A small lad, skinny as Haban was expansive but with the same burnished skin, darted out into the square. The flap of the awning fell back into place and a beggar flicked a glance their way. The itch grew worse as Van Gast made himself comfortable on the bright silk cushions that littered the vast, intricately woven rug worth half a ship. Haban might always protest he was just a poor honest trader, and reasonably honest he might be, but poor was one thing he could never be accused of. Which was why Van Gast was here.
“So,” Haban said. “Van Gast comes to Estovan, and not only that, but to me. You have something. Something good. I know it, I can tell by the way you walk. Something very good.”
Not a question, a statement. Haban’s little-magics at work, ones that had made him one of the richest traders along the western coast. Van Gast let his mouth twitch in a noncommittal smile. He’d been saving this for a couple of months now, since they’d taken the Sea Witch and marooned her crew, saving it to bring to Haban, who would know where to lay it off and give Van Gast the biggest price. Best not to seem too eager though, or Haban would pounce like a cat on a mouse, and when he haggled, it had sharp claws.
“Possibly I have something that may be worthy of you.”
Haban shook with laughter, holding his belly as though the movement would shake his guts loose. “Oh, I know you have. The Sea Witch, I bet a thousand gold sharks that was you who took her, and I know what was on it. Oh yes, a very fine shipment, and not only in jewels and goods. Did you like her?”
“Like her? Oh, the girl. Not my type.” Not Josie, and what sort of racketeer was he to pass up a tumble when it came his way? The sort he could never admit to becoming without being laughed off his ship.
Haban shook so hard, his guts falling out seemed a real possibility. “Oh, Van Gast, so enigmatic, but I know, ha! Yes, all the world knows the sort of dog you are. You’re a rack, no? But a discreet one, I admire that. Ah, but there are many people unhappy. Many, many. Not least her father, though for the loss of the dowry and the trade agreement it was to seal, not the daughter.”
“People are always very unhappy to see me, it’s true. Especially when we meet at sea.”
The boy slid through the awning with a silver tray piled with steaming plates of delicacies that made Van Gast’s stomach growl. A pot of mint tea balanced precariously among the plates. The beggar was still just outside, pretending not to watch. The itch in Van Gast’s chest made the growl in his stomach fade away—the little-magic that told him when trouble was on its way.
Haban had the boy put the tray between them and they began to pick at the sweetmeats. They toasted each other in mint tea and took tiny sips of the scalding liquid.
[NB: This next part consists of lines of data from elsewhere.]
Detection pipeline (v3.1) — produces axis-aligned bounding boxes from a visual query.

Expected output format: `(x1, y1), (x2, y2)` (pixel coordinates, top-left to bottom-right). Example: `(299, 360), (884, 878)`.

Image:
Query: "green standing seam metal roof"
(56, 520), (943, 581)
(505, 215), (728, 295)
“So, come on, dog, what have you got?”
“Ah, nothing much, I doubt you’d be interested. Not rich enough for a man of your standing.” Van Gast reached into a pocket sewn into the inside of his shirt and pulled out something in a closed fist.
Haban tried to keep his eyes placid, but they widened when he noticed that Van Gast couldn’t quite close his fingers over what he held. If Van Gast hadn’t known better, he’d have thought the trader was holding in drool.
He turned his hand over and relaxed his fingers. The find of a lifetime—a single, perfect diamond. “Her father must have been keen for trade. Who was he sending her to?”
Haban licked at dry lips, unable to contain his surprise. “Kyr’s mercy, Van, it’s huge! I don’t know. One of the Yelen’s daughters, and all secret secret. No one knows where she was bound. I can’t sell this here, Van. He’d know it was his, there can’t be two like that in the world. Boy!”
The boy scuttled into view from behind a curtain and staggered when he saw the diamond, his eyes wider than the sky.
“Boy, you get outside. Get down the corner to the bodyguard pen, get the biggest, meanest one you can find. A blond one, one of the Gan if you can. Tell him I’m doubling his wages if he gets up here now or sooner. Then you keep your eyes open out there, understood? I want to know who’s watching.”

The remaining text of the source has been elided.